Warsaw Old Town Square 1945: The Mortkowicz Bookshop lies somewhere beneath the rubble
Joanna Olczak-Ronikier originally published this book in Polish in 2001. She's a well-known literary figure here in Poland, and In the Garden of Memory won the prestigious Nike award (nothing to do with the trainers we might add). Besides penning several works for theatre, television and radio, Olczak-Ronikier was one of the moving forces behind the legendary Piwnica Pod Baranami cabaret. However, the family memoir that she has created here deals with decidedly more earnest material than the madcap cabaret. At the same time, it has a lightness of touch that makes the book very accessible - In the Garden Of Memory brings to life the whirlpool of 20th century Central Europe in a way that manages to be both gentle and crushing.

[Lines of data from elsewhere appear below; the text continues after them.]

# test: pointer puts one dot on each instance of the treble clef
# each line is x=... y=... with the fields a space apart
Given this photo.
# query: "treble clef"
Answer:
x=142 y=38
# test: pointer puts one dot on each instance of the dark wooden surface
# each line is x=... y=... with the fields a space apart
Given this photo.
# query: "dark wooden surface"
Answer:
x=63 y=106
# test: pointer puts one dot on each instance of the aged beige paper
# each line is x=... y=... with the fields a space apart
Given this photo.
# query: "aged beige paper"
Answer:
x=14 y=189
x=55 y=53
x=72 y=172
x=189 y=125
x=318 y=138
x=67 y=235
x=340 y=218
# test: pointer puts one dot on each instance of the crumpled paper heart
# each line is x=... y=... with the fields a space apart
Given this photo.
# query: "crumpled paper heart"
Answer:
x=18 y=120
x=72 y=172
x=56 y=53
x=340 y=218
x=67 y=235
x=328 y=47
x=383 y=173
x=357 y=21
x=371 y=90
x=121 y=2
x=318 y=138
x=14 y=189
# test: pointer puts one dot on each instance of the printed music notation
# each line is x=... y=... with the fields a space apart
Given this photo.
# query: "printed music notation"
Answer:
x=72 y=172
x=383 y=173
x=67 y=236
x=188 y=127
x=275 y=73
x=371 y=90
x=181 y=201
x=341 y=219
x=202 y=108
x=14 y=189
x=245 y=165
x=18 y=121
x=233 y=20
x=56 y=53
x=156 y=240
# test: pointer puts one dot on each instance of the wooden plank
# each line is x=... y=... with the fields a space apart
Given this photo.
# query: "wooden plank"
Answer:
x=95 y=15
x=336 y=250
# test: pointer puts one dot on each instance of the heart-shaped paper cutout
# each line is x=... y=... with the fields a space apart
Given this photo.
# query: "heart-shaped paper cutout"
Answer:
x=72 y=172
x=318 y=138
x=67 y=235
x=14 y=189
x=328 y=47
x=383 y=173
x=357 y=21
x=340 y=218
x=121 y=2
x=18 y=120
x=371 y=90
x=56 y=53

The very mention of certain words - communists, fascists, anti-semites, imperialists - can be inflammatory today when fingers are pointed. These words can burn so intensely that they can obscure objectivity. This book is of immense value on many levels, and one of these is the way in which it shows how people turned to various creeds. By looking at one family alone - that of the authoress herself - we see how different characters exposed to similar experiences can follow a range of different destinies. This was an age of polarisation - when it was quite commonplace for one son to become a 'capitalist' and the other a 'communist'. Fear, idealism and bitterness all fed into the mill.
Although the book explores many themes, the narrative momentum is never lost. All developments fit naturally into the saga of the family as it advances down the ages. The reader very much feels that he is getting to know these characters. The memoir reads a bit like a historical novel, at times sugary, at times solemn. As it was, Olczak-Roniker's family was intimately connected with some of the most fascinating political and artistic figures of the age, including Marshal Pilsudski, Vladimir Lenin and Julian Tuwim to name but a few. One of the most interesting figures in the book is Max Horwitz, the authoress' great-uncle, who became a leading player in the Polish and Russian communist parties. His fate was entirely in tune with Orwell's vision of a revolution that devours itself.
At the heart of this book is the enchanting portrait of the Mortkowicz bookshop and publishing house, and with it the family's relationship with Poland itself. Many of the characters portrayed rally to the Polish cause, whilst others thrust for the goal of an international workers revolution. In the Garden of Memory reveals the dilemmas that sprung from these choices. It also sheds light on the very complex nature of Polish-Jewish issues, and this with a personal rather than a historian's touch. The Poles who risked their lives to help their Jewish compatriots shine out of the book. In spite of the death penalty that loomed over them, more Poles saved Jewish lives than any other nation during the Second World War. Several of the Mortkowicz family - including the authoress herself - were amongst those that were rescued. But this is just one aspect of the story, and alongside the acts of heroism and solidarity there are some painful truths to digest.
Ultimately, it was not the multi-cultural vision of the pre-war hero Marshal Pilsudski that triumphed. His ideals, already under siege before the German invasion, were finally shattered with Hitler's whirlwind.